Could a reset for US crypto rules finally give payments firms the clarity needed to move from caution to adoption?
The US Securities and Exchange Commission (SEC) and Commodity Futures Trading Commission (CFTC) have issued joint guidance on how federal securities laws apply to crypto assets.
Published on 17 March, the interpretive release is designed to give companies, exchanges and investors much needed clarity after years of regulatory grey areas around crypto.
“After more than a decade of uncertainty, this interpretation will provide market participants with a clear understanding of how the Commission treats crypto assets under federal securities laws,” said SEC Chair Paul Atkins.
The action also highlights a new era in US regulation where the two agencies, which have historically taken differing approaches to crypto oversight, have become much closer.
CFTC Chair Michael Selig said the guidance supports a “regulatory environment that allows the crypto industry to flourish in the US with clear and rational rules of the road.”
What is a security?
One of the biggest challenges for the crypto industry in recent years has been determining which assets fall under US securities laws, often relying on court cases and enforcement actions.
At the heart of this has been the “Howey test”, used to assess whether an asset involves an investment contract. Its application to crypto has been widely debated, leaving companies uncertain about how tokens would be classified.
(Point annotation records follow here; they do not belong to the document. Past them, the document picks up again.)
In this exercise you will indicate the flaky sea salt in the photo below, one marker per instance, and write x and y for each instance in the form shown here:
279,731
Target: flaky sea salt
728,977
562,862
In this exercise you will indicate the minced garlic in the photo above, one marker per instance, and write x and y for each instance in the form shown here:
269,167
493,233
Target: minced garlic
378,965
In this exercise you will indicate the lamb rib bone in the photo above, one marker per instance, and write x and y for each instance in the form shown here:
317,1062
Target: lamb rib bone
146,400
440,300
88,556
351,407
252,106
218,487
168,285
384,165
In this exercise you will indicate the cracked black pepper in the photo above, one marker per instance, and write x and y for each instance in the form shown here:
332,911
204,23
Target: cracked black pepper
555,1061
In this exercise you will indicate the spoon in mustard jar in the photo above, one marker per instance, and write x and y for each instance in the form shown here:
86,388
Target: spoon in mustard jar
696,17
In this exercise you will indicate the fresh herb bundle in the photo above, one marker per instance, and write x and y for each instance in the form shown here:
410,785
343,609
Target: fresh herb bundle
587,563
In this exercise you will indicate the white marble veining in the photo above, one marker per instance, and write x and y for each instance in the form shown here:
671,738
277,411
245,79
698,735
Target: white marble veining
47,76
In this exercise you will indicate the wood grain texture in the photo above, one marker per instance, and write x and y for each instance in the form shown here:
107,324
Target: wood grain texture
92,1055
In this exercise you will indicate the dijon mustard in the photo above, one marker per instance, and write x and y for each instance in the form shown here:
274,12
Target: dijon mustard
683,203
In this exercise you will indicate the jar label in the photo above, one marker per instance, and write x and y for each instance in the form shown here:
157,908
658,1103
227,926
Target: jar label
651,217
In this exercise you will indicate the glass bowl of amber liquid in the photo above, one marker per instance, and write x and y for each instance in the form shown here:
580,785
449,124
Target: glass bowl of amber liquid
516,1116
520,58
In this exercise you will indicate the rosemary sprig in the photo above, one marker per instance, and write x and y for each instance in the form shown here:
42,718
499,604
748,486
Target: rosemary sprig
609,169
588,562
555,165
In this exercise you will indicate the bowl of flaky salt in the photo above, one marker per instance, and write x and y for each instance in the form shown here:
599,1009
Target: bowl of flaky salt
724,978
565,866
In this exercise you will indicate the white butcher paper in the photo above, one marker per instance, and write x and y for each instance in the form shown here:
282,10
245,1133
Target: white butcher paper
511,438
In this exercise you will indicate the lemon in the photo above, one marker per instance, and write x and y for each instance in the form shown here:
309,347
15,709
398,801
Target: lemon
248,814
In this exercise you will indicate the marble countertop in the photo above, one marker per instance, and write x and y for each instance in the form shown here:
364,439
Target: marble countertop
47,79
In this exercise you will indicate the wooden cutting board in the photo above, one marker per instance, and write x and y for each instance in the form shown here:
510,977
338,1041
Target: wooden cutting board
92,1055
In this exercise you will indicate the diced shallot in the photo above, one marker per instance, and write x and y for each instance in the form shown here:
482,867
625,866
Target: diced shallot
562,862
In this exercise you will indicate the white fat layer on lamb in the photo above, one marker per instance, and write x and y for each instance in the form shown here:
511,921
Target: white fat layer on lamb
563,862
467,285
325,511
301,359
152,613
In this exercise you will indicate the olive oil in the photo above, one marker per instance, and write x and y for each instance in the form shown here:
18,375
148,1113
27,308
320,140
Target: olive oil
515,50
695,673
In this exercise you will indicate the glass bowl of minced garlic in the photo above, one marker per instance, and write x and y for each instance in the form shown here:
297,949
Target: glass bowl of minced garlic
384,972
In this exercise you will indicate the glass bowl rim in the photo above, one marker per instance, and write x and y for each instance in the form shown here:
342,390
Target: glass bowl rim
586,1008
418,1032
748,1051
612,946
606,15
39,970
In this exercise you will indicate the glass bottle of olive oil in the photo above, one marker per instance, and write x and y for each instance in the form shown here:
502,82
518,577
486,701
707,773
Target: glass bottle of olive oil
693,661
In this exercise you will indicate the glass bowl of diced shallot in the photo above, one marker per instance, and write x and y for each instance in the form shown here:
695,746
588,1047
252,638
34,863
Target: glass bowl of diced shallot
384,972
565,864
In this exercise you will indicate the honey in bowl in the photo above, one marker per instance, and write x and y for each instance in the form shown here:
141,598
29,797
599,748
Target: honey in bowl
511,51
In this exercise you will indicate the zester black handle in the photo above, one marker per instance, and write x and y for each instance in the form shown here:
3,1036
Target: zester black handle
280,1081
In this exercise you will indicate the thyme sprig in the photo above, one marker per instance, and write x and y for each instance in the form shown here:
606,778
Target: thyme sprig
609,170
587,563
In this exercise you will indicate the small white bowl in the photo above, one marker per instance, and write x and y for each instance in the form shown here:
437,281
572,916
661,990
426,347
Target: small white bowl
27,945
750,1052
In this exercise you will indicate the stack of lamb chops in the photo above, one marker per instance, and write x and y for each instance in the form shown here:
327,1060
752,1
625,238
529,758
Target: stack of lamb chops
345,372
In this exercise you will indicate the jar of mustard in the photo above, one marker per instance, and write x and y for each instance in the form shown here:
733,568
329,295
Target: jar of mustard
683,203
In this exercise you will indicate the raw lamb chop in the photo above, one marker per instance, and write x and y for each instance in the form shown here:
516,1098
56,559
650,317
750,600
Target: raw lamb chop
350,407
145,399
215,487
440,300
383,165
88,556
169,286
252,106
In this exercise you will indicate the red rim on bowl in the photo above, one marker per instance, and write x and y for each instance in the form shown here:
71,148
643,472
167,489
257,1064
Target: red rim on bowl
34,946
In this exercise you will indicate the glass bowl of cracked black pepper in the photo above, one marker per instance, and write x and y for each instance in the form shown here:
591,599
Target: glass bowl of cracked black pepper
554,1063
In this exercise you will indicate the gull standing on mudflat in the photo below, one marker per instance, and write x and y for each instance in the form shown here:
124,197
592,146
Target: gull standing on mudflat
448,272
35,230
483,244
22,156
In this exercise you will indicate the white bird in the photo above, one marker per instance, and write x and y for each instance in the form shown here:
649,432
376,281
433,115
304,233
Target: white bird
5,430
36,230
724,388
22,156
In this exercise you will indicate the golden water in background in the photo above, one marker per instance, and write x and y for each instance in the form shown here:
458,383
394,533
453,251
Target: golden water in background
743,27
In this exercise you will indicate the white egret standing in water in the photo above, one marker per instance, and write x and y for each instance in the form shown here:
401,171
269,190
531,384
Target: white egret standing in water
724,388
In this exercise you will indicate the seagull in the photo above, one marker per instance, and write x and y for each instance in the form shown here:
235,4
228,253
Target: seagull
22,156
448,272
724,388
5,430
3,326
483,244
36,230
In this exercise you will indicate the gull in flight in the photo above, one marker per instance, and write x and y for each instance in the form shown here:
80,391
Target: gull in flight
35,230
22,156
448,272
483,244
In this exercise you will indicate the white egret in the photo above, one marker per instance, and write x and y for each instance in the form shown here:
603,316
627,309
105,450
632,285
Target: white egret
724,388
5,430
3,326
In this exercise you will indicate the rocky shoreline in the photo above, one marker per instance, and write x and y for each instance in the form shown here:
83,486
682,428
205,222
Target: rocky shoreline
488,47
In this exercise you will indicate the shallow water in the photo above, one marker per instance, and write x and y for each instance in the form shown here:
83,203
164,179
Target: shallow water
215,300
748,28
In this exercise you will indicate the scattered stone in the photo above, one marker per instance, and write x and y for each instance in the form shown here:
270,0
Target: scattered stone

The new guidance attempts to resolve this by introducing a five-part classification system, which can be found in the 67-page document published by the agencies. The framework provides a clearer distinction between assets which derive value from decentralised networks and those tied to traditional financial structures.
Digital commodities, including major tokens such as Bitcoin, Ethereum and Solana, are defined as assets whose value comes from how the network operates and market demand instead of the efforts of a central party. These are not considered securities.
Digital collectibles, such as NFTs and in-game items, along with digital tools like tickets or credentials, are also classified as non-securities because of their functional or cultural use rather than investment characteristics.
Payment stablecoins issued under the proposed GENIUS Act are largely treated the same way. Only “digital securities”, tokenised versions of traditional financial instruments, fall clearly within securities rules.
The SEC and CFTC believe by explicitly stating several major categories of crypto assets are not securities, the guidance provides a clearer foundation for how these assets can be traded, integrated into financial products and used within payment systems.
The release also outlines how some tokens may move out of securities classification over time if issuers fulfil their commitments, offering a clearer pathway for projects to operate without ongoing regulatory uncertainty.
What it means for crypto payments
In addition to classification, the guidance narrows how regulators apply the Howey test, focusing more directly on the role of issuers.
Under the new interpretation, only explicit promises made by the issuer, such as commitments to deliver returns or develop a project, are relevant when determining whether an asset is a security. This means broader market speculation or third-party commentary does not factor into the assessment.
The agencies also stated common crypto activities, including protocol mining, staking, wrapping of tokens and certain airdrops, do not in themselves constitute securities transactions. However, these activities must still be carefully structured, particularly where intermediaries exercise control or discretion.
A more predictable operating environment is likely to emerge for payments firms, fintechs and financial institutions. Clearer definitions of non-security assets could support the development of crypto-based payment products, wallet services and settlement infrastructure without the same level of regulatory ambiguity seen in recent years.
Firms may also benefit from greater certainty when assessing exposure to digital assets, particularly as regulators begin to show a more coordinated approach between the SEC and CFTC.
Industry reaction has been extremely positive, with Mike Katz, Partner at Manatt Legal, describing the release as “the most consequential piece of US crypto regulatory guidance ever produced.”
In his latest Substack post, he highlighted its role in giving companies a clearer framework for structuring products and managing compliance risk.
There has also been support from within the crypto sector. Stuart Alderoty, Chief Legal Officer at Ripple, said in a post on X that “we always knew XRP wasn’t a security — and now the SEC has made clear what it is: a digital commodity,” adding the move delivers the clarity “markets, investors, and innovators have long deserved.”